Here’s the film itself:
In this short film from 1967, it labels a man and woman within as the the ‘perfect human'(s), they are subjected in a way that you could almost consider them to be in a zoo of some sorts, performing in different ways.
How do you remake something to be completely different? – By adding restrictions, and therefore reconstructing. Film director Lars von Trier set the task of recreating his favorite film – The Perfect Human – setting a challenge for the original director, Jørgen Leth. The film is about representation, and the characters and scenes representing it. The result of this remake shows how the process can be a hindrance on the film maker, and represents the different cultural ways of seeing.
- Jørgen Leth (the original film director of ‘The Perfect Human’, and film writer) must remake the film in Cuba (but with no set) with no shot longer than 12 frames, and he must answer the questions posed in the original film; Leth successfully completes this task.

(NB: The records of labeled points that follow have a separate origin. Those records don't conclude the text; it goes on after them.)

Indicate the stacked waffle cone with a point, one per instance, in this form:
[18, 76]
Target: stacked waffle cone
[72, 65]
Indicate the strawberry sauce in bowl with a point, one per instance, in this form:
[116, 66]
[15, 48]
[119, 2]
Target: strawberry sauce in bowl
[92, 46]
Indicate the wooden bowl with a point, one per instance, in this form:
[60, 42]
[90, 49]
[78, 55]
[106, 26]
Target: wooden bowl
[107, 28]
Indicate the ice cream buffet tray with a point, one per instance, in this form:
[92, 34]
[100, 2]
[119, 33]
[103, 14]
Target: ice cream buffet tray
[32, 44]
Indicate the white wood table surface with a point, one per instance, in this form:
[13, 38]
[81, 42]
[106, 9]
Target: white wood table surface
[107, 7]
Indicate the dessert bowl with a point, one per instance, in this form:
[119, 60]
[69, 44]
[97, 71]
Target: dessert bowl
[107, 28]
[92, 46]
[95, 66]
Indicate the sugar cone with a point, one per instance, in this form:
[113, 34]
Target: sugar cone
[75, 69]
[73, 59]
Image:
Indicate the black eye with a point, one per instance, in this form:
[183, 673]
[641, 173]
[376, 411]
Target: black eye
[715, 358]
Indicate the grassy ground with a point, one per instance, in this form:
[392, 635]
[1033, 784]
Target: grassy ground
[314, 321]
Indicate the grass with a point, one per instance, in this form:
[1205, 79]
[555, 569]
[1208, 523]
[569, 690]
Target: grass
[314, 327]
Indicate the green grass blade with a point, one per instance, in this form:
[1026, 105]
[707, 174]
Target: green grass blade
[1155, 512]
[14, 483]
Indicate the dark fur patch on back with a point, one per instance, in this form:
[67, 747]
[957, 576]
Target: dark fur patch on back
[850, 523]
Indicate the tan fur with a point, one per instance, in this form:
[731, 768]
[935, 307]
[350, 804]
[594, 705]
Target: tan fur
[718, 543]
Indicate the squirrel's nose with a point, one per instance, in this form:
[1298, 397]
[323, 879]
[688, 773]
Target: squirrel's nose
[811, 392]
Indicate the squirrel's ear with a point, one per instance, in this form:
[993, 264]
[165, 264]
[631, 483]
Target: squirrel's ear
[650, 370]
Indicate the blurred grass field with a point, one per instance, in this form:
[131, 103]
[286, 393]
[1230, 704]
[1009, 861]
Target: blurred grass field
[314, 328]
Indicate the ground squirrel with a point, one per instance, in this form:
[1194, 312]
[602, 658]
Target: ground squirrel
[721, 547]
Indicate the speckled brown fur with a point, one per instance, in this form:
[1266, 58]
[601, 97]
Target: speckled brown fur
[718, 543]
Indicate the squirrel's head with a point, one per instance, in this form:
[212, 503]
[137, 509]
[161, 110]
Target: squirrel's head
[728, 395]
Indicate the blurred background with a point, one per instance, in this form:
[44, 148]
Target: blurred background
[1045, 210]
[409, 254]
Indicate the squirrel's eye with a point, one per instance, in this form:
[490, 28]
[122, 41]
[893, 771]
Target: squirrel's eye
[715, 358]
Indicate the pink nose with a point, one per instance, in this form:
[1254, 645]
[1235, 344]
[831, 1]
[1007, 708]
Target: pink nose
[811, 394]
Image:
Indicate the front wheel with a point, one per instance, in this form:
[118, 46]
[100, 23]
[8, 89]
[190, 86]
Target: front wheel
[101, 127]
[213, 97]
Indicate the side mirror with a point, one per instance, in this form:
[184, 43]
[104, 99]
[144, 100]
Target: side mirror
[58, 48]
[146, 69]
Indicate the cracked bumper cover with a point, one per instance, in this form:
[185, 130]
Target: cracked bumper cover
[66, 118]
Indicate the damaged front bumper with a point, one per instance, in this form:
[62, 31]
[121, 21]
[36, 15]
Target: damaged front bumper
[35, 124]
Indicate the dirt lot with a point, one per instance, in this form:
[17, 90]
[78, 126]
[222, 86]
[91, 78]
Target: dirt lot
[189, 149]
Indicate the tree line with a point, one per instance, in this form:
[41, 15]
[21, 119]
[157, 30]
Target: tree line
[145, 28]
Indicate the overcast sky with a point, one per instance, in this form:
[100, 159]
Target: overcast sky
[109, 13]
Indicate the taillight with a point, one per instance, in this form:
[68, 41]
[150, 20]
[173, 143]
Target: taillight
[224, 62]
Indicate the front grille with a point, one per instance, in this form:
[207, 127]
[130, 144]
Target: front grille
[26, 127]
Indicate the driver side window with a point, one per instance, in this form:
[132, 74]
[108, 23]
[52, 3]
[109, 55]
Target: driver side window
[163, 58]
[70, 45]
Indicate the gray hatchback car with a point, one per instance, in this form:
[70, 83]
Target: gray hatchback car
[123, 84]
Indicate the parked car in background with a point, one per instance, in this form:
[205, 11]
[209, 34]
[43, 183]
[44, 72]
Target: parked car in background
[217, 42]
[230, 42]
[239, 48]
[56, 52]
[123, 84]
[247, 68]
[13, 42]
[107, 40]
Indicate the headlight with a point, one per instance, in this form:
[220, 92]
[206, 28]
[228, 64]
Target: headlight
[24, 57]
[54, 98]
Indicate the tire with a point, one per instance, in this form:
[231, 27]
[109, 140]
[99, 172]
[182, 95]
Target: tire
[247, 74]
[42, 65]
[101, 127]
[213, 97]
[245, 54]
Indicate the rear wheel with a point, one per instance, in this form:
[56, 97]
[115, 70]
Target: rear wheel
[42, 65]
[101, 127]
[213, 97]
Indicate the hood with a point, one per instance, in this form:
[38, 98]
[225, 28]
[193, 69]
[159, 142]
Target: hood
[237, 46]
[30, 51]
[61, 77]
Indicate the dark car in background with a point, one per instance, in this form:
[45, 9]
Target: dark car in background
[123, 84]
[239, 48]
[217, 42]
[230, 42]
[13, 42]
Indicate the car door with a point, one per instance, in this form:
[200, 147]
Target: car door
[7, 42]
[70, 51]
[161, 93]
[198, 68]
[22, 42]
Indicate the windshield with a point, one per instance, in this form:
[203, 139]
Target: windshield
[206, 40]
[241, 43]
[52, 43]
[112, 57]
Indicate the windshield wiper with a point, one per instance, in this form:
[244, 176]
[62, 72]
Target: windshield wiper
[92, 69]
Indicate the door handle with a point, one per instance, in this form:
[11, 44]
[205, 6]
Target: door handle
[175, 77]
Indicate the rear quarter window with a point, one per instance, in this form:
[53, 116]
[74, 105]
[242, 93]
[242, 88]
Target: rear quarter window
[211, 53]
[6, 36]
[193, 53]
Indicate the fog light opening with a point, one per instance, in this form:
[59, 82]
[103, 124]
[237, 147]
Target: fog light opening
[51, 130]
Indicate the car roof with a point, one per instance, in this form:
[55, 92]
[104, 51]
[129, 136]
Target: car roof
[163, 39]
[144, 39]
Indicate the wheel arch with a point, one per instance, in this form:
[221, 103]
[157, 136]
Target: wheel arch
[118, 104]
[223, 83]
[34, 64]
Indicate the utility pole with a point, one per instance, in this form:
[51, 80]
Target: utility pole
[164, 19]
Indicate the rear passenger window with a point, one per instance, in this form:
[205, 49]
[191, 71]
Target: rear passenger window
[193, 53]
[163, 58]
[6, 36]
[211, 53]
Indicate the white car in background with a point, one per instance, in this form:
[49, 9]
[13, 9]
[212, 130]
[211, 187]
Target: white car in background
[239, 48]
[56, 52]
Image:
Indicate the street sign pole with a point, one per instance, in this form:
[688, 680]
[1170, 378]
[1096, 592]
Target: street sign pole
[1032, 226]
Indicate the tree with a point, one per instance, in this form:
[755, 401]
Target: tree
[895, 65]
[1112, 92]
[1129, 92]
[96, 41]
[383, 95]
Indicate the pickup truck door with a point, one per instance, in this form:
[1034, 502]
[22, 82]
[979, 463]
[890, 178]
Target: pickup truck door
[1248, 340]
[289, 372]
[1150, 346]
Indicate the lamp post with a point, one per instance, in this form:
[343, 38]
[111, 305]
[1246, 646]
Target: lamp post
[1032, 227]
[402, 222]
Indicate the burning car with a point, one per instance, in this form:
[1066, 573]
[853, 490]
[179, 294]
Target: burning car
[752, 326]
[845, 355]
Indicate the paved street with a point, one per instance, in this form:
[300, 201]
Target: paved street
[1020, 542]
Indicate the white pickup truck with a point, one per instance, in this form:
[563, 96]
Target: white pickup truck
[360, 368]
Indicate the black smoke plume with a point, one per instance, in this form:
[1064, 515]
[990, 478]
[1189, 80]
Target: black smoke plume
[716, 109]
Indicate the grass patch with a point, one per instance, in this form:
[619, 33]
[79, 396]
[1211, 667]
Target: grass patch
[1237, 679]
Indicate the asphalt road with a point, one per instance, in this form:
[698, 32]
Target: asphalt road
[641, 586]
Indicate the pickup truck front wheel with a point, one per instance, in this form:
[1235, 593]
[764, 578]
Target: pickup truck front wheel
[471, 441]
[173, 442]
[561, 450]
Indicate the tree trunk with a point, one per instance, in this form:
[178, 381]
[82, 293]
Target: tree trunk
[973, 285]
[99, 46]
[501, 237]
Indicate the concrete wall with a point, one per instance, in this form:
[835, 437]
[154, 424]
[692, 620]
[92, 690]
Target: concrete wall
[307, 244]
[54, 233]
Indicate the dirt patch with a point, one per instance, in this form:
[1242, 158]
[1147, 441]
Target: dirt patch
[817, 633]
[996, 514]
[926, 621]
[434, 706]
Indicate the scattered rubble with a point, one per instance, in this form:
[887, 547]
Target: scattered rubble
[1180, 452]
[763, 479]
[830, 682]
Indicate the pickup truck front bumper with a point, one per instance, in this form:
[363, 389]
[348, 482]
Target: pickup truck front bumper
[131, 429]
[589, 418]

- Leth must remake the film in the worst place in the world but not show that place onscreen; additionally, Leth must play the role of “the man”. The meal must be included but the woman is not to be included. Leth remakes the film in the red light district of Bombay, only partially hiding it behind a translucent screen.
- Because Leth failed to complete task 2 perfectly, von Trier punishes him, telling him to either remake the film in any way he chooses, or redo obstruction 2 in Bombay again. Leth chooses the first option and remakes it in Brussels using split-screen effects.
- Leth must remake the film as a cartoon. He does so with the aid of Bob Sabiston, a specialist in rotoscoping, who creates animated versions of shots from the previous films. As such the final product is technically an animation but not a cartoon. Nevertheless von Trier considers the task to be completed successfully.
- The fifth obstruction is that von Trier has already made the fifth version, but it must be credited as Leth’s, and Leth must read a voice-over narration ostensibly from his own perspective but in fact written by von Trier.
These are all considered modes of representation, as they have had restraints added to them
– think about the different systems of representational work
– why are the remakes better, if at all?
There was a typographic war in Nazism, as well as the obvious political war. The war was between modernist practitioners, of whom used sans serif fonts, of which were outlawed and replaced with heavy serif fonts, very ornate and Gothic > pastoral representation.
Modernism was very attractive to advertising, and it had a big impact on advertising around the world, especially in Britain.